Among the three Indians injured, Man Khan and Navab Khan remain in critical condition.

The third worker — Mohammad Farooq — is recuperating at the hospital. Embassy officials visited the injured at the hospital and provided the required assistance to them. The body of the deceased will be repatriated after the due process, the official said.

Of the three injured Bangladeshi workers, Esmail Hussain, 45, who received 96 per cent burns and is unconscious, is still in a critical condition, said Mohammad Arman Ullah Chowdhury, labour counsellor, Bangladeshi Embassy. The other two are Didarul Alam, who had jumped off the building and sustained severe spinal injuries for which he underwent an eight-hour-long surgery, and Moinuddin, who also received serious injuries and was on life support. Both are under observation.

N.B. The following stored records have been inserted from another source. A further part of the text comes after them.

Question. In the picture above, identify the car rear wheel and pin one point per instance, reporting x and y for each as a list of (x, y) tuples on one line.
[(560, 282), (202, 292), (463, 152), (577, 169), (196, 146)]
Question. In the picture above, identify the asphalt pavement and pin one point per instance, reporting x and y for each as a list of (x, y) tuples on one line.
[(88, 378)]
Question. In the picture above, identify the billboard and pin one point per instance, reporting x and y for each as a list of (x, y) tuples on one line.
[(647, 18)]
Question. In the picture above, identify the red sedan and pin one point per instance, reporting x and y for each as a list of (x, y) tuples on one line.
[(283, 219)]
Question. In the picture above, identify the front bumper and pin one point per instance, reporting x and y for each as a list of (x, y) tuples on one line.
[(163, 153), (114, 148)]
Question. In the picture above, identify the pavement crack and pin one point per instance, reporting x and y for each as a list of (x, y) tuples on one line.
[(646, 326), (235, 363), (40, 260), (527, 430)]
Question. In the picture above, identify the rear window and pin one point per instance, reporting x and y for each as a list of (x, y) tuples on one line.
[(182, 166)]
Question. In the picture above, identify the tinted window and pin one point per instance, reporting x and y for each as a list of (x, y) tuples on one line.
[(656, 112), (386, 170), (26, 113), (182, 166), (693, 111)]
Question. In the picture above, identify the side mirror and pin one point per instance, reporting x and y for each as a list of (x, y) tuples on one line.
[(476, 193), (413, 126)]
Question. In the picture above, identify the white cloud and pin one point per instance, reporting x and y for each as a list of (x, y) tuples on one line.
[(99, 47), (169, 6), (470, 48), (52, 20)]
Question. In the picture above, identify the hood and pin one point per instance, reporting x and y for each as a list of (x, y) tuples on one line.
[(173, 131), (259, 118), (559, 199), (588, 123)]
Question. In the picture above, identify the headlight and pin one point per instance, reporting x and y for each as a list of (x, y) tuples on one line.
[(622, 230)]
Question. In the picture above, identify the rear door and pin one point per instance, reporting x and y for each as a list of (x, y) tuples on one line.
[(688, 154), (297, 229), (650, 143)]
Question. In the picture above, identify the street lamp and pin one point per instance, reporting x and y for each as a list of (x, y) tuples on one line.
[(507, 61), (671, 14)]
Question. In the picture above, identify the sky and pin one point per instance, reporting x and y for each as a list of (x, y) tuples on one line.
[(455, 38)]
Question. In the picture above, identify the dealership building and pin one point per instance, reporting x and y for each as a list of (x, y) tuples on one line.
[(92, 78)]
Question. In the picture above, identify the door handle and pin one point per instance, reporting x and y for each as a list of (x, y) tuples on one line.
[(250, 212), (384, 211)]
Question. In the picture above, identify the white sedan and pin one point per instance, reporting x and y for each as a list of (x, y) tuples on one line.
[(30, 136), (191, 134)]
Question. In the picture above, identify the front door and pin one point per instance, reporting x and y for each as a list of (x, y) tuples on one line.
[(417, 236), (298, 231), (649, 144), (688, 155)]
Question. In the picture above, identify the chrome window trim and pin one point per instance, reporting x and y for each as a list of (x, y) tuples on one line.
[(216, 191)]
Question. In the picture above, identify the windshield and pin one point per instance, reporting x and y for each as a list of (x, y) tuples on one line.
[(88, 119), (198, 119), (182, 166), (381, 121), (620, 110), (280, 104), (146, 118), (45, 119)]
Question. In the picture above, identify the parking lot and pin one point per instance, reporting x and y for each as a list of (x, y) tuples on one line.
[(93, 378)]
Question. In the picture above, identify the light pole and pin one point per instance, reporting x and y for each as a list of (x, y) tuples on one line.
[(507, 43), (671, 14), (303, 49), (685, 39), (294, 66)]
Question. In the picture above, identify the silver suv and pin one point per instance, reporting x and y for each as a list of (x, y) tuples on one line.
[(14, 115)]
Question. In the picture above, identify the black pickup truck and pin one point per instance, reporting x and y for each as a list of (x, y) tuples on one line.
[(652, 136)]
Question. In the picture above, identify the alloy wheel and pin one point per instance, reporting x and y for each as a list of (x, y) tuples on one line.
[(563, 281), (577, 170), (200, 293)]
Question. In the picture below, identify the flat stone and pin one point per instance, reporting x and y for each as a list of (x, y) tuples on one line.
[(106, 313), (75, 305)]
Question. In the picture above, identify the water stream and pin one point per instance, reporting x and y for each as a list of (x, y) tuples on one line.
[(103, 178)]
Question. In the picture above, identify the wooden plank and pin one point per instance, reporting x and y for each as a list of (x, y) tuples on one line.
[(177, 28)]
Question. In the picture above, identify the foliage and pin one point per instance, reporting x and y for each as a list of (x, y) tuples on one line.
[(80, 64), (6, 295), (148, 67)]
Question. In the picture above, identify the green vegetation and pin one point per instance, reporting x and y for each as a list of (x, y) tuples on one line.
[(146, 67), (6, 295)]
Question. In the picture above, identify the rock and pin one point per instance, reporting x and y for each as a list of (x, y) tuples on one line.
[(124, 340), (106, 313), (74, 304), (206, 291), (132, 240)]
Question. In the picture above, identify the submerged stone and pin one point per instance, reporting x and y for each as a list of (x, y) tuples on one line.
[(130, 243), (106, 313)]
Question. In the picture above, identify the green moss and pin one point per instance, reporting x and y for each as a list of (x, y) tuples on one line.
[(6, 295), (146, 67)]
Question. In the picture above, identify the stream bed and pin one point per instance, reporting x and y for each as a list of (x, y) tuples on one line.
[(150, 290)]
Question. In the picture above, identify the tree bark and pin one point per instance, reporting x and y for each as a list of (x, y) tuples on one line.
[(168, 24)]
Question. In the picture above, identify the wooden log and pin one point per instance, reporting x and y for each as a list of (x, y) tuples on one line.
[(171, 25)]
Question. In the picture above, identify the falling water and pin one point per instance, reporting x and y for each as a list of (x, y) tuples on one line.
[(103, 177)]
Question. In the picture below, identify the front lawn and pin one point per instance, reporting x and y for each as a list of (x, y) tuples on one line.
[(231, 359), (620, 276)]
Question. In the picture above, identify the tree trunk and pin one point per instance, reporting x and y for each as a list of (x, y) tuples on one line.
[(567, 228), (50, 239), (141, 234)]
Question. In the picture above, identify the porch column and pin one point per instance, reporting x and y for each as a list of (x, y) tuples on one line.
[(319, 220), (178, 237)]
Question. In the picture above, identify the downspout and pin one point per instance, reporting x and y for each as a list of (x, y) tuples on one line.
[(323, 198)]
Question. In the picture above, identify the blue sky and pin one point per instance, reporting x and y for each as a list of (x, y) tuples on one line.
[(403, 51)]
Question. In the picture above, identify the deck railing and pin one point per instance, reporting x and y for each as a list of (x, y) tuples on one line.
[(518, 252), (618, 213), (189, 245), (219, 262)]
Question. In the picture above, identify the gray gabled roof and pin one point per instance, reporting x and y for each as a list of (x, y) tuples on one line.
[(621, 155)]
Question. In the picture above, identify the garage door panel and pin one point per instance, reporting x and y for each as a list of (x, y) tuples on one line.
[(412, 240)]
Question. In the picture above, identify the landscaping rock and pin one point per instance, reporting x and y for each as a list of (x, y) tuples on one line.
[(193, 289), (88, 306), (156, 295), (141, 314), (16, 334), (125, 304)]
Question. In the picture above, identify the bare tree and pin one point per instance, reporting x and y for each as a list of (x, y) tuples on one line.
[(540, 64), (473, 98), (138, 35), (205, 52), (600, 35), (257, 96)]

The Bangladeshi Ambassador said the embassy will take the necessary steps to expedite the repatriation of the bodies.

As Gulf News reported, the fire broke out at the commercial building at 3.44am on Friday. The upper floor of the two-storey structure, initially designed as a warehouse, had been modified into an illegal accommodation with wooden partitions set up in 11 rooms, and witnesses said that more than 115 men lived there. Each inhabitant was reportedly paying about Dh300 for a bed space.

Civil Defence officials said the building was ill-equipped and fell short of a number of safety standards, including the lack of an emergency exit.